The Hubble astronomers then combined their result with another set of observations, made by the Araucaria Project, a collaboration between astronomers from institutions in Chile, the U.S., and Europe. This group made distance measurements to the Large Magellanic Cloud by observing the dimming of light as one star passes in front of its partner in eclipsing binary-star systems.

The combined measurements helped the SH0ES Team refine the Cepheids’ true brightness. With this more accurate result, the team could then “tighten the bolts” of the rest of the distance ladder that extends deeper into space.

The new estimate of the Hubble constant is 74 kilometers (46 miles) per second per megaparsec. This means that for every 3.3 million light-years farther away a galaxy is from us, it appears to be moving 74 kilometers (46 miles) per second faster, as a result of the expansion of the universe. The number indicates that the universe is expanding at a 9% faster rate than the prediction of 67 kilometers (41.6 miles) per second per megaparsec, which comes from Planck’s observations of the early universe, coupled with our present understanding of the universe.

So, what could explain this discrepancy?

One explanation for the mismatch involves an unexpected appearance of dark energy in the young universe, which is thought to now comprise 70% of the universe’s contents. Proposed by astronomers at Johns Hopkins, the theory is dubbed “early dark energy,” and suggests that the universe evolved like a three-act play.

Astronomers have already hypothesized that dark energy existed during the first seconds after the big bang and pushed matter throughout space, starting the initial expansion. Dark energy may also be the reason for the universe’s accelerated expansion today. The new theory suggests that there was a third dark-energy episode not long after the big bang, which expanded the universe faster than astronomers had predicted. The existence of this “early dark energy” could account for the tension between the two Hubble constant values, Riess said.

Another idea is that the universe contains a new subatomic particle that travels close to the speed of light. Such speedy particles are collectively called “dark radiation” and include previously known particles like neutrinos, which are created in nuclear reactions and radioactive decays.

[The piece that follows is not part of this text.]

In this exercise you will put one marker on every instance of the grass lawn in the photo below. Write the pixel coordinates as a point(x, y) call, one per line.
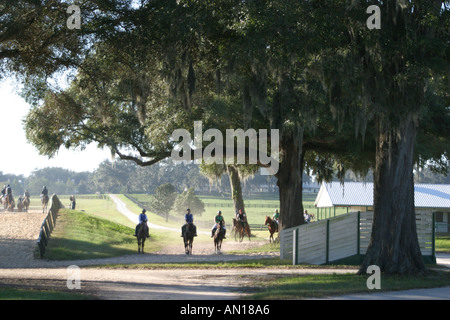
point(28, 294)
point(318, 286)
point(443, 242)
point(97, 230)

Yet another attractive possibility is that dark matter (an invisible form of matter not made up of protons, neutrons, and electrons) interacts more strongly with normal matter or radiation than previously assumed.

But the true explanation is still a mystery.

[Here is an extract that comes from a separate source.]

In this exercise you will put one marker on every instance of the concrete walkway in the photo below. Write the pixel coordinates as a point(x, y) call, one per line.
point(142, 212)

Riess doesn’t have an answer to this vexing problem, but his team will continue to use Hubble to reduce the uncertainties in the Hubble constant. Their goal is to decrease the uncertainty to 1%, which should help astronomers identify the cause of the discrepancy.

The team’s results have been accepted for publication in The Astrophysical Journal.

The Hubble Space Telescope is a project of international cooperation between NASA and ESA (European Space Agency). NASA’s Goddard Space Flight Center in Greenbelt, Maryland, manages the telescope. The Space Telescope Science Institute (STScI) in Baltimore, Maryland, conducts Hubble science operations. STScI is operated for NASA by the Association of Universities for Research in Astronomy in Washington, D.C.